Whether to aggregate cells before fitting the model. EdgeR requires a small number of samples, so if adata_ is a single-cell experiment, the cells should be aggregated. Defaults to True.

True
verbosity int

Verbosity level. Defaults to 0.

0

Returns:

Type Description
dict[str, DataFrame]

Dictionary of dataframes, one for each contrast, with the following columns:

  • gene_ids : str Gene IDs.
  • logFC : float Log2 fold change.
  • logCPM : float Log2 CPM.
  • F: float F-statistic.
  • PValue : float p-value.
  • FDR : float False discovery rate.
  • pct_expr_cnd : float Percentage of cells in condition group expressing the gene.
  • pct_expr_ref : float Percentage of cells in reference group expressing the gene.

pseudobulk_limma

pseudobulk_limma(adata: AnnData, group_key: str, condition_group: str | list[str] | None = None, reference_group: str | None = None, cell_identity_key: str | None = None, batch_key: str | None = None, layer: str | None = None, replicas_per_group: int = 5, min_cells_per_group: int = 30, bootstrap_sampling: bool = False, use_cells: dict[str, list[str]] | None = None, aggregate: bool = True, verbosity: int = 0) -> dict[str, DataFrame]

Pseudobulk differential expression analysis using limma-voom.

Aggregates single cells into pseudobulk samples, then fits a linear model with limma-voom (via R) and computes top-table statistics for each requested contrast.

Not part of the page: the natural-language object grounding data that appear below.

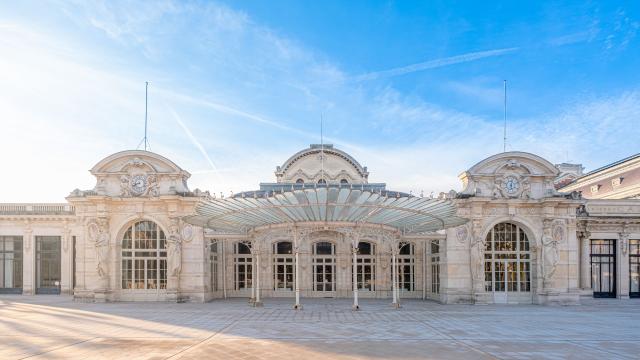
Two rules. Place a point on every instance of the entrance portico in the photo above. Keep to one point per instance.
(371, 224)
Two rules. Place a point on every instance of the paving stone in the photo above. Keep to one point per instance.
(56, 327)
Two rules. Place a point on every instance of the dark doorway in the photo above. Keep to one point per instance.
(10, 264)
(603, 268)
(634, 268)
(48, 265)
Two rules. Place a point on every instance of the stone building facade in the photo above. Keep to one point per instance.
(530, 235)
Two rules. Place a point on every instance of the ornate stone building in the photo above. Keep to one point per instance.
(519, 231)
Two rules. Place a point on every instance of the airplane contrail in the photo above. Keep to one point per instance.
(432, 64)
(196, 143)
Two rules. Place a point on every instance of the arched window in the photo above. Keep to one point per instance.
(324, 266)
(366, 266)
(213, 258)
(283, 265)
(434, 259)
(405, 266)
(507, 259)
(144, 257)
(242, 260)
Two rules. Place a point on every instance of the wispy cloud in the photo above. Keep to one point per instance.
(432, 64)
(196, 143)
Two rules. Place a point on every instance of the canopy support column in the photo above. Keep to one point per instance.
(297, 305)
(258, 303)
(354, 249)
(252, 300)
(394, 280)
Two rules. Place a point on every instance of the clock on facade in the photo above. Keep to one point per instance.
(139, 184)
(511, 185)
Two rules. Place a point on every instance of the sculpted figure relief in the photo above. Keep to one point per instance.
(99, 235)
(152, 181)
(478, 243)
(125, 186)
(174, 250)
(549, 251)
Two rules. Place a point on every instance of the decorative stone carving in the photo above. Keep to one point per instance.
(152, 185)
(187, 232)
(174, 249)
(125, 186)
(558, 233)
(624, 240)
(478, 243)
(462, 232)
(549, 251)
(98, 233)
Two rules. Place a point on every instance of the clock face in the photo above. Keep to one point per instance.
(139, 184)
(511, 185)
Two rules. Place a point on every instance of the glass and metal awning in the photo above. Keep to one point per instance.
(247, 211)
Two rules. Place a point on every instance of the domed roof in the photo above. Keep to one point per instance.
(322, 162)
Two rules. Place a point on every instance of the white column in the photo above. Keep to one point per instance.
(224, 268)
(623, 267)
(297, 306)
(28, 262)
(585, 261)
(253, 274)
(394, 279)
(424, 270)
(297, 278)
(354, 249)
(258, 302)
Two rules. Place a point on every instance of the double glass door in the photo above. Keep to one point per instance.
(10, 264)
(505, 279)
(48, 264)
(634, 268)
(323, 274)
(603, 268)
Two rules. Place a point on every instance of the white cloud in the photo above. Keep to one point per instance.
(251, 98)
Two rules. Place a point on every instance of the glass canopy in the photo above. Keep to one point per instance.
(247, 211)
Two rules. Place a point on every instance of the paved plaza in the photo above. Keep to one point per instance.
(56, 327)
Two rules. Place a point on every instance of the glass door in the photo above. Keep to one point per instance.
(48, 265)
(323, 274)
(634, 268)
(603, 268)
(10, 264)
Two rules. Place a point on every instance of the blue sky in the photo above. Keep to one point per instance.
(413, 90)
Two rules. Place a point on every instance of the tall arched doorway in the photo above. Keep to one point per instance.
(144, 257)
(508, 264)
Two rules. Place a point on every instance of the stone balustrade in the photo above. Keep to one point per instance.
(36, 209)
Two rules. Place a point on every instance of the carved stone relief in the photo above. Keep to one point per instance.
(549, 251)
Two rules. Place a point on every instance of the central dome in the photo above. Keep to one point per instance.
(322, 164)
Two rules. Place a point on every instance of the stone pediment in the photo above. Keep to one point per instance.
(137, 173)
(511, 175)
(321, 162)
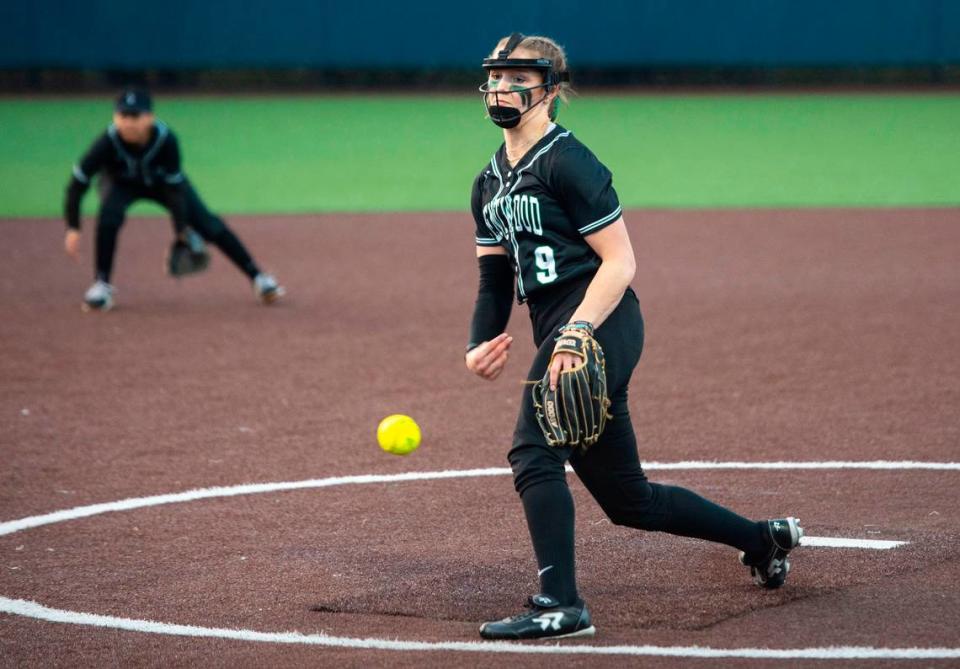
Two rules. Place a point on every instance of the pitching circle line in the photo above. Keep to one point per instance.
(38, 611)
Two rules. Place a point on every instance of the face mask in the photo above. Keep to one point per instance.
(509, 117)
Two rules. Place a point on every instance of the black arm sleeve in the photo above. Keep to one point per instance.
(585, 189)
(83, 172)
(494, 299)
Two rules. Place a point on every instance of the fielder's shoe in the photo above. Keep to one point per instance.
(770, 569)
(545, 619)
(267, 289)
(98, 297)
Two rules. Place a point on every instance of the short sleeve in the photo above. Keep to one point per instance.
(584, 187)
(484, 237)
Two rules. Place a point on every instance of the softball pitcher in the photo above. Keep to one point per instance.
(138, 157)
(548, 221)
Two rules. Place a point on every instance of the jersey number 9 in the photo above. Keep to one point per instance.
(543, 256)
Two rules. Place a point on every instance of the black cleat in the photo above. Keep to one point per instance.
(545, 619)
(770, 570)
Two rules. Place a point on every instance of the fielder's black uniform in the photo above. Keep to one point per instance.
(540, 211)
(153, 172)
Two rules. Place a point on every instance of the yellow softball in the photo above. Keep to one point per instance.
(398, 434)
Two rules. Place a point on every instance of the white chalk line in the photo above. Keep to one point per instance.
(38, 611)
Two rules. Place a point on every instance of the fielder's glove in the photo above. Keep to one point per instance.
(576, 413)
(188, 255)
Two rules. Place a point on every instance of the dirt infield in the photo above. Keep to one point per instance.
(797, 336)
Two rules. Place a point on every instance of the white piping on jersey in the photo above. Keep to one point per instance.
(131, 163)
(507, 230)
(162, 133)
(79, 175)
(598, 223)
(503, 231)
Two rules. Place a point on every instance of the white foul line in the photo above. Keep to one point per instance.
(38, 611)
(840, 542)
(33, 610)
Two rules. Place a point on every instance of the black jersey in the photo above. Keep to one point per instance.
(541, 209)
(153, 165)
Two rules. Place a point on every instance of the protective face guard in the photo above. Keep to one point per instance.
(509, 117)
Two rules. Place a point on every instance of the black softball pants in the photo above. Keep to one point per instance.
(185, 206)
(610, 469)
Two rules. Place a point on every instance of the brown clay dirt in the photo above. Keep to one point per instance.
(804, 335)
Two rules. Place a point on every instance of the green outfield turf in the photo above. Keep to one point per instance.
(368, 153)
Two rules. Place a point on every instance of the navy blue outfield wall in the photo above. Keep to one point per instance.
(186, 34)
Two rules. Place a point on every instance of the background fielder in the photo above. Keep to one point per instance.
(138, 157)
(548, 219)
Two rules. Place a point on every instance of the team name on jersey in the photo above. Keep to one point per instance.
(518, 212)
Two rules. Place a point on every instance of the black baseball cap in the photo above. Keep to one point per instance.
(134, 101)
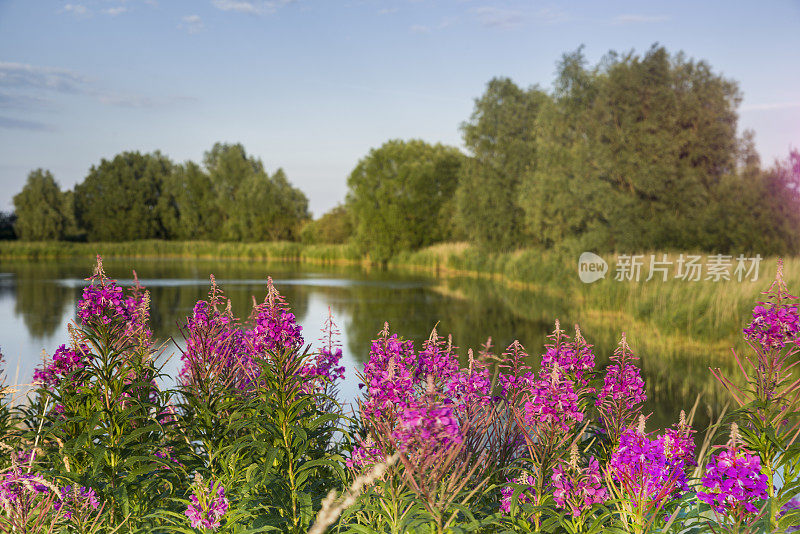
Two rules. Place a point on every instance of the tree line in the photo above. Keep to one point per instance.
(146, 196)
(638, 152)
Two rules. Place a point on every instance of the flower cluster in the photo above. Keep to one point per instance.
(647, 471)
(470, 387)
(325, 366)
(774, 326)
(574, 358)
(678, 443)
(733, 481)
(553, 401)
(578, 488)
(104, 303)
(527, 481)
(23, 495)
(214, 346)
(366, 454)
(389, 376)
(427, 428)
(792, 505)
(76, 500)
(208, 505)
(275, 329)
(622, 394)
(64, 363)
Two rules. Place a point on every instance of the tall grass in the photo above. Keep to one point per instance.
(688, 313)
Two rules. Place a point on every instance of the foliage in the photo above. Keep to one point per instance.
(40, 209)
(7, 221)
(119, 199)
(334, 227)
(502, 138)
(398, 196)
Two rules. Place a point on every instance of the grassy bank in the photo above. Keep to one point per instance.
(704, 311)
(277, 251)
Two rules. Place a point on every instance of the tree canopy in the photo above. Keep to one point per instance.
(400, 196)
(39, 208)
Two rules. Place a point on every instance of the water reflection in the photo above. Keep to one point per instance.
(44, 296)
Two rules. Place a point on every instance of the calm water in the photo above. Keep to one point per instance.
(37, 302)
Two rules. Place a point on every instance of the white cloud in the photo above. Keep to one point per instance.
(639, 19)
(77, 9)
(237, 6)
(21, 101)
(20, 75)
(27, 78)
(495, 17)
(114, 11)
(139, 101)
(22, 124)
(251, 8)
(191, 23)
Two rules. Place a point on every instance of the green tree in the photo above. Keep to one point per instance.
(40, 208)
(188, 206)
(251, 204)
(335, 226)
(119, 199)
(502, 138)
(7, 221)
(398, 196)
(632, 152)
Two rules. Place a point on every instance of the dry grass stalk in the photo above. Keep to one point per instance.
(333, 507)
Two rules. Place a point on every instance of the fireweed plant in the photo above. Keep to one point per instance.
(252, 437)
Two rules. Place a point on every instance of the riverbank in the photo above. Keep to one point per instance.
(694, 311)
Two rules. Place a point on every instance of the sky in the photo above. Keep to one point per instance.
(312, 86)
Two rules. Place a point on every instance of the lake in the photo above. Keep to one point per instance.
(38, 299)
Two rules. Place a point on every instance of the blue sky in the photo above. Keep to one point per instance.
(311, 86)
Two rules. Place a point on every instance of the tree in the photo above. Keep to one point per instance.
(334, 227)
(7, 221)
(398, 196)
(251, 205)
(188, 206)
(40, 208)
(501, 136)
(119, 199)
(632, 152)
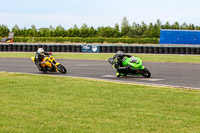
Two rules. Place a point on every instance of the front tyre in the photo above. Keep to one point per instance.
(146, 73)
(61, 69)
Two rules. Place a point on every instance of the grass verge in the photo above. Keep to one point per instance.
(35, 103)
(144, 57)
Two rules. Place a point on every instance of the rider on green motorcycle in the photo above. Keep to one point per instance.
(117, 61)
(39, 58)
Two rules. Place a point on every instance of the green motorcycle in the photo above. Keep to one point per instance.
(130, 66)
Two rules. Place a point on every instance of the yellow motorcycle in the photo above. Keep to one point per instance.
(50, 64)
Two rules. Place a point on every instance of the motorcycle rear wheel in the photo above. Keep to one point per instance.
(146, 73)
(62, 69)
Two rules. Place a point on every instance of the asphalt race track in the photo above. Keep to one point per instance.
(186, 75)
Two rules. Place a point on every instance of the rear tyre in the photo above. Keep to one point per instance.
(61, 69)
(146, 73)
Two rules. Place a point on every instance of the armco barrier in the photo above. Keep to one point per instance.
(102, 48)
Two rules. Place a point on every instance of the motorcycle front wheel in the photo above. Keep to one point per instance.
(61, 69)
(146, 73)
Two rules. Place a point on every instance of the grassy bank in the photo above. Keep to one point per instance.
(35, 103)
(144, 57)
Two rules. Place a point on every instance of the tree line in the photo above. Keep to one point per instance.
(125, 30)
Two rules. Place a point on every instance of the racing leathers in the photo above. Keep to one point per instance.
(39, 59)
(117, 63)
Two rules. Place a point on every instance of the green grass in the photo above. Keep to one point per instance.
(144, 57)
(35, 103)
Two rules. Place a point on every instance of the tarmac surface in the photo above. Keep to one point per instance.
(181, 75)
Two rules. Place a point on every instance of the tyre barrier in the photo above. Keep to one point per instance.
(102, 48)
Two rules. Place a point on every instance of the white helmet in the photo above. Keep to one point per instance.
(40, 51)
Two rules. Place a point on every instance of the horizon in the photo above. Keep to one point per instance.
(68, 13)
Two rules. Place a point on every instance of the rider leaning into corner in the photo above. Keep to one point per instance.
(117, 62)
(39, 58)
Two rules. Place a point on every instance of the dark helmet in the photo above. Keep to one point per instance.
(40, 51)
(120, 53)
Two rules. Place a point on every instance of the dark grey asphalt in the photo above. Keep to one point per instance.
(185, 75)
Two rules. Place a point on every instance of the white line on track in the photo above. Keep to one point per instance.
(117, 81)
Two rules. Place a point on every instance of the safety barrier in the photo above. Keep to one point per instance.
(102, 48)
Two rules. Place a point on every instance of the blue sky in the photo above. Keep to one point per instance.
(43, 13)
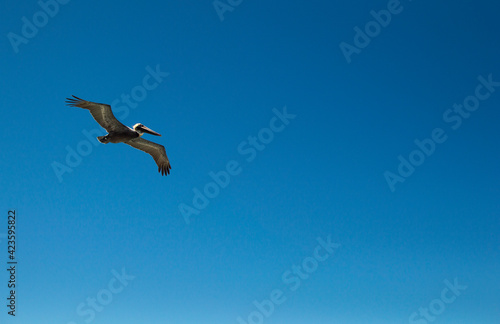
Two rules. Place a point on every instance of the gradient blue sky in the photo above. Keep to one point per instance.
(322, 176)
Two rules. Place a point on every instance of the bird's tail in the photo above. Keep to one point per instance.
(103, 139)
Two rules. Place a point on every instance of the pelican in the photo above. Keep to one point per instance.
(119, 133)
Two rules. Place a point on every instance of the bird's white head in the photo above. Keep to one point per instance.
(141, 129)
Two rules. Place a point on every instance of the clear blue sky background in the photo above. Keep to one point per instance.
(322, 176)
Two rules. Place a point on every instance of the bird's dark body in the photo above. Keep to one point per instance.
(118, 137)
(119, 133)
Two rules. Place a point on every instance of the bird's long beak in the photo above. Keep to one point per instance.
(149, 131)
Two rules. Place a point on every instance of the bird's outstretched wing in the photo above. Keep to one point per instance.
(157, 151)
(101, 112)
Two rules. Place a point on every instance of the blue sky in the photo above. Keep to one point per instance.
(315, 222)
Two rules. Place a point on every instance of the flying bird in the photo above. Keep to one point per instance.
(119, 133)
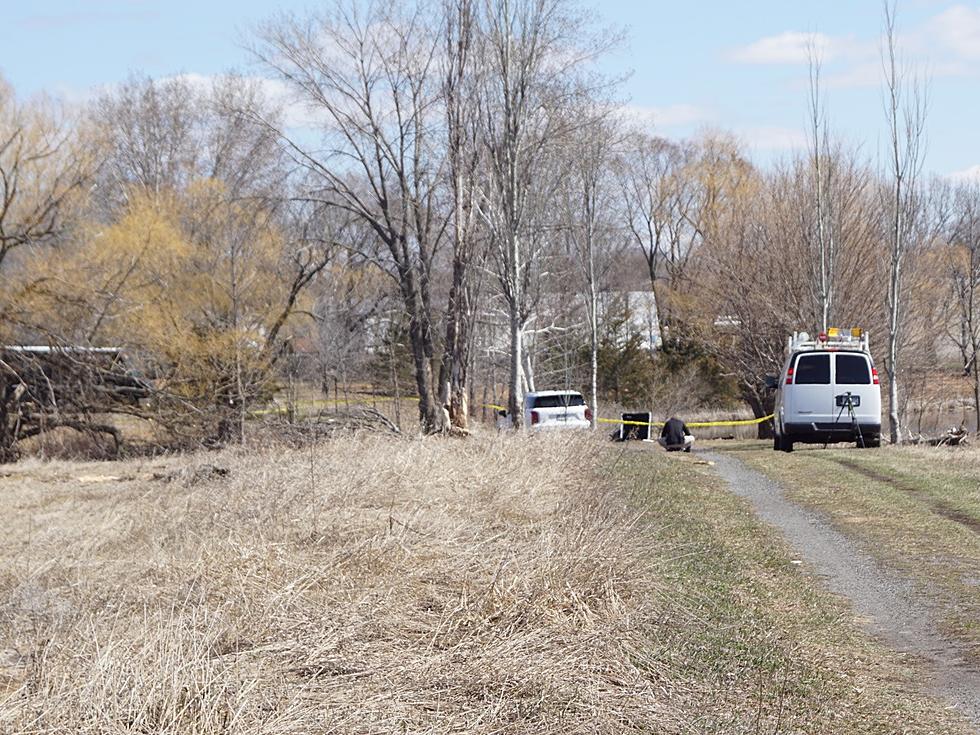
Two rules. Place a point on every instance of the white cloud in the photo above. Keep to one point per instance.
(794, 47)
(970, 174)
(773, 138)
(666, 116)
(958, 29)
(865, 74)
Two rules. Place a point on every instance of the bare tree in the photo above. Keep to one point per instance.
(535, 52)
(905, 112)
(460, 75)
(370, 75)
(656, 195)
(822, 170)
(962, 266)
(590, 209)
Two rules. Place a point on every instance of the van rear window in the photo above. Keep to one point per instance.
(852, 370)
(561, 401)
(812, 370)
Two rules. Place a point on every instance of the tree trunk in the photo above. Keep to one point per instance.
(515, 399)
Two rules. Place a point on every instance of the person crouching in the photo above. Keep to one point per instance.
(675, 436)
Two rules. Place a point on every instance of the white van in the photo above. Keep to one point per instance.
(552, 409)
(828, 392)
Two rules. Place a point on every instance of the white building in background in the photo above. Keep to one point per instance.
(642, 308)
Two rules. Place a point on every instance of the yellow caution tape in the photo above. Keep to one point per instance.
(690, 424)
(315, 403)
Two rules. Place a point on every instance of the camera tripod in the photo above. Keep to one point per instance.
(849, 406)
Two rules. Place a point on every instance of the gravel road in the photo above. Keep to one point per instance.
(886, 604)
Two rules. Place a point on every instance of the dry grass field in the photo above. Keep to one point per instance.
(915, 508)
(379, 585)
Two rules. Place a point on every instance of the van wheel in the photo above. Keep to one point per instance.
(781, 443)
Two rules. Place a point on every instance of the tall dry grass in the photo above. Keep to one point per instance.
(365, 585)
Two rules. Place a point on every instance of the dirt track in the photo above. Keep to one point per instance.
(885, 603)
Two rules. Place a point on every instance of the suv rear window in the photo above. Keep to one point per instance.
(852, 370)
(561, 401)
(812, 370)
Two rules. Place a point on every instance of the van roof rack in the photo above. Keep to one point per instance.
(833, 339)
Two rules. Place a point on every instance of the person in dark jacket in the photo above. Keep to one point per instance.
(675, 436)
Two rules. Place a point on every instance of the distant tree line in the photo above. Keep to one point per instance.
(460, 215)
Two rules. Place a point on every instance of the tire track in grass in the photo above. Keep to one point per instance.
(885, 602)
(910, 489)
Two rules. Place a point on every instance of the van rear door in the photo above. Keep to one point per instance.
(811, 399)
(852, 374)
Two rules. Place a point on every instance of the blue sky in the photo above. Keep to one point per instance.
(737, 66)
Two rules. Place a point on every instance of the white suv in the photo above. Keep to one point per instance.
(552, 409)
(828, 392)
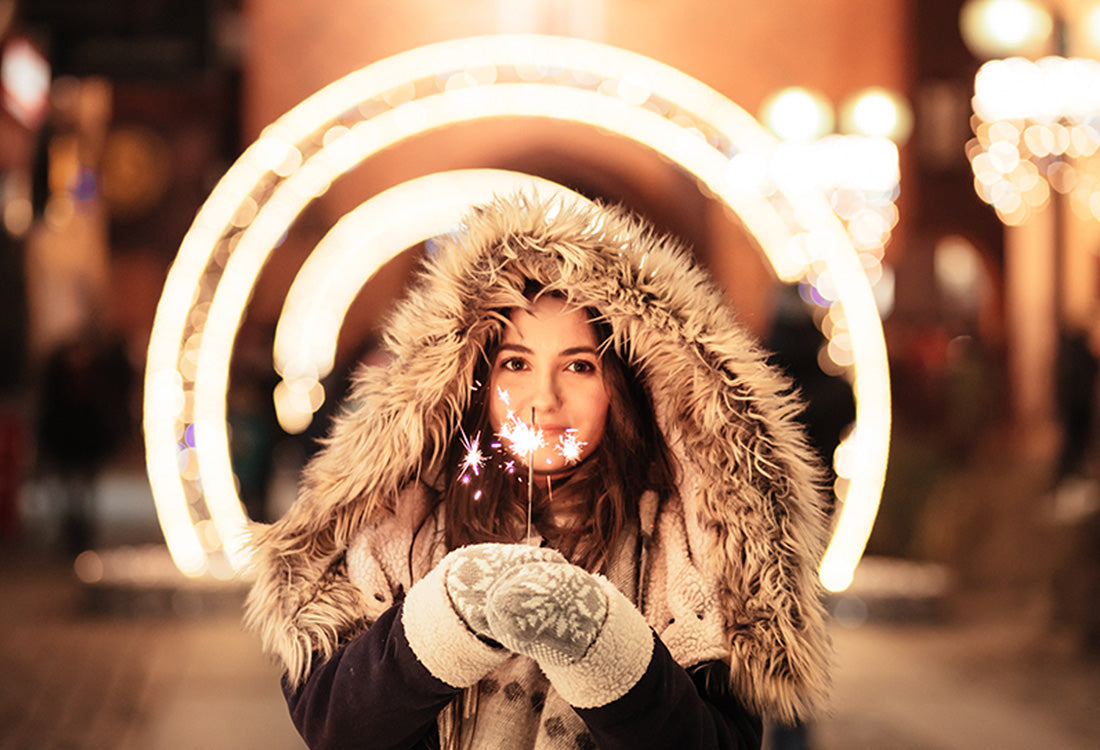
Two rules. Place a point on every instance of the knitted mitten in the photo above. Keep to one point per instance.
(587, 638)
(471, 572)
(551, 611)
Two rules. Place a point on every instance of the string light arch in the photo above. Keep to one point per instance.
(296, 158)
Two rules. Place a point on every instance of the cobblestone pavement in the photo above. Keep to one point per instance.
(149, 679)
(161, 674)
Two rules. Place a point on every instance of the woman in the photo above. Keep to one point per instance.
(574, 510)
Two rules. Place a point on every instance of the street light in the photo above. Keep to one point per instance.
(1037, 122)
(857, 168)
(1036, 145)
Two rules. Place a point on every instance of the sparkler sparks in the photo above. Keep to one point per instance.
(570, 447)
(525, 439)
(472, 460)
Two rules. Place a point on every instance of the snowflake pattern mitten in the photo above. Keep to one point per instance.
(471, 572)
(551, 611)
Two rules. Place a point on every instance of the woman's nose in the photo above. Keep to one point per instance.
(547, 396)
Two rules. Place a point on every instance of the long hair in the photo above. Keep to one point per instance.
(490, 503)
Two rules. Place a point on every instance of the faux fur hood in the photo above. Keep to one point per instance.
(749, 485)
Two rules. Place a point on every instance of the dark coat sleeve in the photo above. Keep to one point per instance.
(372, 694)
(670, 707)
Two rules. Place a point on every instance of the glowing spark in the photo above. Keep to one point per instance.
(570, 447)
(473, 459)
(525, 439)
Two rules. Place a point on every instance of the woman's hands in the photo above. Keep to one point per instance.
(471, 572)
(551, 611)
(587, 638)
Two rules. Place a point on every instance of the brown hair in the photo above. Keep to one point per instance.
(631, 456)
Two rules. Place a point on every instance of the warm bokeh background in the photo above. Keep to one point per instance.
(987, 548)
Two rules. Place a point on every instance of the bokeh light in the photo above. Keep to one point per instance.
(1001, 28)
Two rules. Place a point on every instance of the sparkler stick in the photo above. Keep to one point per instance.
(530, 482)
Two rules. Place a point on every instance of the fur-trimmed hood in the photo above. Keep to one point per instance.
(750, 495)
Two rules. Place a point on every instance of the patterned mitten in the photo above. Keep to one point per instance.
(550, 611)
(589, 639)
(471, 572)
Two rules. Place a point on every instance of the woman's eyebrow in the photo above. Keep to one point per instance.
(579, 350)
(565, 352)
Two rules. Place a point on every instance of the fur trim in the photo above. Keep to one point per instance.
(750, 480)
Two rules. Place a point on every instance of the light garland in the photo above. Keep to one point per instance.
(298, 156)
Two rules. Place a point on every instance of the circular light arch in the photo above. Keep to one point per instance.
(298, 156)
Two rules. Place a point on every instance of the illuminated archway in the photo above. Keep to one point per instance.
(299, 155)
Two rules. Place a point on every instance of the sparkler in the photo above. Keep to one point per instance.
(472, 460)
(570, 445)
(530, 480)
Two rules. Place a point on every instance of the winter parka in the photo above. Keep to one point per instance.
(748, 526)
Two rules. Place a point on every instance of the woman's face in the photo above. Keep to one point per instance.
(548, 364)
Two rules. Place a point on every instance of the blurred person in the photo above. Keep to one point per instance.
(250, 412)
(1077, 370)
(84, 419)
(573, 509)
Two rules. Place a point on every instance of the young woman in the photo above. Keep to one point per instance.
(573, 510)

Requires R with the packages limma, edgeR, MAST, and SingleCellExperiment, as well as the Python packages rpy2 and anndata2ri.

Parameters:

Name Type Description Default
adata AnnData

Annotated data matrix.

required
group_key str

Column in adata.obs defining the experimental groups.

required
condition_group str or list of str or None

Group(s) to test against reference_group. If None, each group is contrasted with the corresponding reference. Default is None.

None
reference_group str or None

Reference group for contrasts. If None, each condition group is contrasted with all remaining cells. Default is None.

None
cell_identity_key str or None

Column in adata.obs for stratifying contrasts by cell type or identity. Separate DE results are returned per identity. Default is None.

None
batch_key str or None

Column in adata.obs to include as a covariate in the design matrix for batch correction. Default is None.

None
layer str or None

Layer containing raw counts required by limma/edgeR. Uses adata.X if None. Default is None.

None
replicas_per_group int

Number of pseudobulk replicas to create per group. Default is 5.

5
min_cells_per_group int

Minimum number of cells required for a group to be included. Default is 30.

30
bootstrap_sampling bool

If True, use bootstrap sampling when creating pseudobulk replicas. Default is False.

False
use_cells dict or None

Restrict analysis to specific cell subsets. Keys are adata.obs columns and values are lists of categories to include. Default is None.

None
aggregate bool

If True, aggregate cells into pseudobulk samples before fitting. Default is True.

True
verbosity int

Verbosity level (0 = silent). Default is 0.

0

Returns:

Type Description
dict of str to pd.DataFrame

One DataFrame per contrast (keyed by contrast label), with columns:

  • logFC — log2 fold change.
  • AveExpr — average log2 expression.
  • t — moderated t-statistic.
  • P.Value — raw p-value.
  • adj.P.Val — Benjamini-Hochberg adjusted p-value.
  • B — log-odds of differential expression.
  • pct_expr_cnd / pct_expr_ref — fraction of expressing cells in condition/reference group.